Kudos to Julia Walker, professor; and her Multi-PI partners, Richard Bond of the University of Houston; Hong Wei Chu of the National Jewish Health System; and Raymond Penn of Thomas Jefferson University; and their entire team for the submission of their NIH R01 competing renewal application entitled "Optimizing Beta-Adrenoceptor Signaling Bias in Asthma." This proposal requests funding for a five-year period with a start date of Sept. 1, 2019.  

Agonists of the beta-2-adrenoceptor (β2AR), commonly referred to as β-agonists, have been a cornerstone of asthma treatment for nearly half a century. Despite their utility, β-agonists used in asthma management have problems, including functional tachyphylaxis, deterioration of asthma control, and mortality concerns. The inability to understand why such problems exist and the failure to significantly improve β2AR pharmacology is reflected by over 2 decades of NIH Program announcements declaring the need for safer, more efficacious alternatives to asthma treatment. Our recent published and unpublished studies provide compelling insight into why β-agonists are problematic while offering a solution to their clinical application. New data suggest that β2ARs transduce 2 qualitatively distinct signaling pathways in airway cells. The classic Gs-cAMP signaling pathway causes bronchocondilation and relief from breathlessness in asthmatics. However, the second signaling pathway is mediated by β-arrestin proteins and is associated with pro-inflammatory airway outcomes. Thus, this proposal hypothesizes that asthmatics may have reduced disease pathogenesis using β-agonists or β-agonist modulator compounds that can bias β2AR signaling such that the beneficial Gs pathway is optimized and the detrimental β-arrestin pathway is minimized. To test this central hypothesis we will employ murine in vivo and in vitro cell-specific genetic deletion and gain-of-function models to test the efficacy of newly discovered and existing β2AR ligands to bias signaling and reduce the asthma phenotype.
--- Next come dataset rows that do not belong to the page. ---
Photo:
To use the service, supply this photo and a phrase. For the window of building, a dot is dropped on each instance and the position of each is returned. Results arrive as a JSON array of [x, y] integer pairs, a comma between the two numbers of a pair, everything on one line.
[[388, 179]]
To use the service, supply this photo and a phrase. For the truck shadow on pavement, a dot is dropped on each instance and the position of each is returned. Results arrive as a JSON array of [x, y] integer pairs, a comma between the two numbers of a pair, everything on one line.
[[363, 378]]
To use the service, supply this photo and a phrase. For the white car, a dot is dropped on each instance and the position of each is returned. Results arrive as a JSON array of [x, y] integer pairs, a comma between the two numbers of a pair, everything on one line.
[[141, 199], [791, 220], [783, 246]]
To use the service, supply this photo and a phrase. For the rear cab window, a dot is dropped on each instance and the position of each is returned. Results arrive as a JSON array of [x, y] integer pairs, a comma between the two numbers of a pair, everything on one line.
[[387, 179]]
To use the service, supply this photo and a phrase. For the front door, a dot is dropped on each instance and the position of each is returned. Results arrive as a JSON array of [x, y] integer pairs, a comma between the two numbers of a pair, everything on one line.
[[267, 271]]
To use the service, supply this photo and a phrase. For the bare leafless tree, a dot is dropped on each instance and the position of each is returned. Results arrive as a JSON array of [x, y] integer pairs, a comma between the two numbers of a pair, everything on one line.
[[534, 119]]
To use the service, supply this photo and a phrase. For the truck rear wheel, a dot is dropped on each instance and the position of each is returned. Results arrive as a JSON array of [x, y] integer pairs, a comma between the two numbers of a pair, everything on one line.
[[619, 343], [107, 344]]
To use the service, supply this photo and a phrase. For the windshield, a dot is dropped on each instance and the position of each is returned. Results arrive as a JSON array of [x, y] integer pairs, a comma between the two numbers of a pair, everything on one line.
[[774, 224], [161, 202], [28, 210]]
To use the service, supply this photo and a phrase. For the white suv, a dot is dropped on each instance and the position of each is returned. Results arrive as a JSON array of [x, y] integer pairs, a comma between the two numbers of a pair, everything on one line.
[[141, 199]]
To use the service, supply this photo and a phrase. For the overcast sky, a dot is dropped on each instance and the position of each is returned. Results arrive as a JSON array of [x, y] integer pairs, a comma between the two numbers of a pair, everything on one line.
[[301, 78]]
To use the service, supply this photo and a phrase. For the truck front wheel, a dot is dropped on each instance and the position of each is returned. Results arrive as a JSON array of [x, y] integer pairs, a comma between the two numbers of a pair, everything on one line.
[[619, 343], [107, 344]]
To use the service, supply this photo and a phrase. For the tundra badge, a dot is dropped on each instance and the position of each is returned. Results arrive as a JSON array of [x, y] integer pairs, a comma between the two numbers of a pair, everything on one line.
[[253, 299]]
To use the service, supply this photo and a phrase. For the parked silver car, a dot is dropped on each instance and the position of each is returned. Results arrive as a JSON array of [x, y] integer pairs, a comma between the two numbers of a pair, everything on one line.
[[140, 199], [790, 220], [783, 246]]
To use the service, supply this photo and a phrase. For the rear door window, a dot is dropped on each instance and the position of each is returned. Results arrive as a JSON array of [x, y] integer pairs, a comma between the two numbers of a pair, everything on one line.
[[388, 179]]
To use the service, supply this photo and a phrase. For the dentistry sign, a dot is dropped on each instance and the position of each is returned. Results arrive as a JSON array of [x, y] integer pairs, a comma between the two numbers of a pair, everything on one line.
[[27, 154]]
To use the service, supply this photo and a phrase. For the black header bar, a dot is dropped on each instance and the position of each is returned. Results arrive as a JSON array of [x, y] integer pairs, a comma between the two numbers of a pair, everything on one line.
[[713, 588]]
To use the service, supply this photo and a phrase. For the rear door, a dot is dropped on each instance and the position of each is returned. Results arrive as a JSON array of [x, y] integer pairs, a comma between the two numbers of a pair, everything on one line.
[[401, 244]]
In a translational aim we will harvest airway epithelial cells from severe asthmatics and determine if β2AR signaling bias is effective in reducing inflammatory endpoints.

Collectively, these studies will significantly advance the fields of asthma biology and asthma pharmacology by identifying a fundamental pathogenic signaling mechanism involved in allergic lung inflammation, and by characterizing the optimal β2AR ligands used to manage asthmatics. 
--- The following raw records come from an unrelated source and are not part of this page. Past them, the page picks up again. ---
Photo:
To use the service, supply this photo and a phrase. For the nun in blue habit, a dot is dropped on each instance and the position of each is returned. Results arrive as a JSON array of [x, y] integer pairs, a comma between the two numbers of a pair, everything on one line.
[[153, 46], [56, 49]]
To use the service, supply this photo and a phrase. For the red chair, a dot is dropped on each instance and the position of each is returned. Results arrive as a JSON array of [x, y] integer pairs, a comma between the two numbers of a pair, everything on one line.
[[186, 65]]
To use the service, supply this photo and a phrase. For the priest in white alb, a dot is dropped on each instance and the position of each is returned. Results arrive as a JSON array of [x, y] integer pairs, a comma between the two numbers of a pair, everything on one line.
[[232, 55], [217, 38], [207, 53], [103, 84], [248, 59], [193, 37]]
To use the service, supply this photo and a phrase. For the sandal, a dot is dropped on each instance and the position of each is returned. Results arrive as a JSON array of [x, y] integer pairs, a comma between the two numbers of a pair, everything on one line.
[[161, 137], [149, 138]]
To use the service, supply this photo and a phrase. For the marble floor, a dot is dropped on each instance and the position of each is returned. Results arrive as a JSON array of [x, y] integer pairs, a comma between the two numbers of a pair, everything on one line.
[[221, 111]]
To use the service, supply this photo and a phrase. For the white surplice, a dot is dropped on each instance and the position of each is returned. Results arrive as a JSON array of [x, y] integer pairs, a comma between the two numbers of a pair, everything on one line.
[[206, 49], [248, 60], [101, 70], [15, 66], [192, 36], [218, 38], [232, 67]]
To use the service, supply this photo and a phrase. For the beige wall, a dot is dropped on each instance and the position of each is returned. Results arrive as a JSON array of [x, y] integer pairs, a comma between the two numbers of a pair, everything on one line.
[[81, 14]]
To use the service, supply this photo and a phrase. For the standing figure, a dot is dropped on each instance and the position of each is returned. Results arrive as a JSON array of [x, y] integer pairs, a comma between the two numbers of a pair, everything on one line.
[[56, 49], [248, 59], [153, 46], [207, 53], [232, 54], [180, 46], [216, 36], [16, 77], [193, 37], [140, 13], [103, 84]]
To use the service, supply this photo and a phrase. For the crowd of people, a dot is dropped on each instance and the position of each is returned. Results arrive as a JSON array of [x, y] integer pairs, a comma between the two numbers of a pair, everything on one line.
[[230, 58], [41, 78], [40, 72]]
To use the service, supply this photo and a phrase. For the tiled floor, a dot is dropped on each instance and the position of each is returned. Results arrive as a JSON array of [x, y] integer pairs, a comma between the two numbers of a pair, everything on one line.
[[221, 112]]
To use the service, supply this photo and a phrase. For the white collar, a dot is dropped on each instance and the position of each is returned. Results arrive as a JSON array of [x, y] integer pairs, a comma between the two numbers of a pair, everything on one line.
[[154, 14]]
This project is relevant to public health because it has a high likelihood of finding new, or improving current, asthma medications. Furthermore, the results could alter our understanding of β2AR function in asthma at a paradigm-shifting level. Finally, the signaling pathways and ligands we reveal in this project could be highly applicable to drug discovery for many other diseases.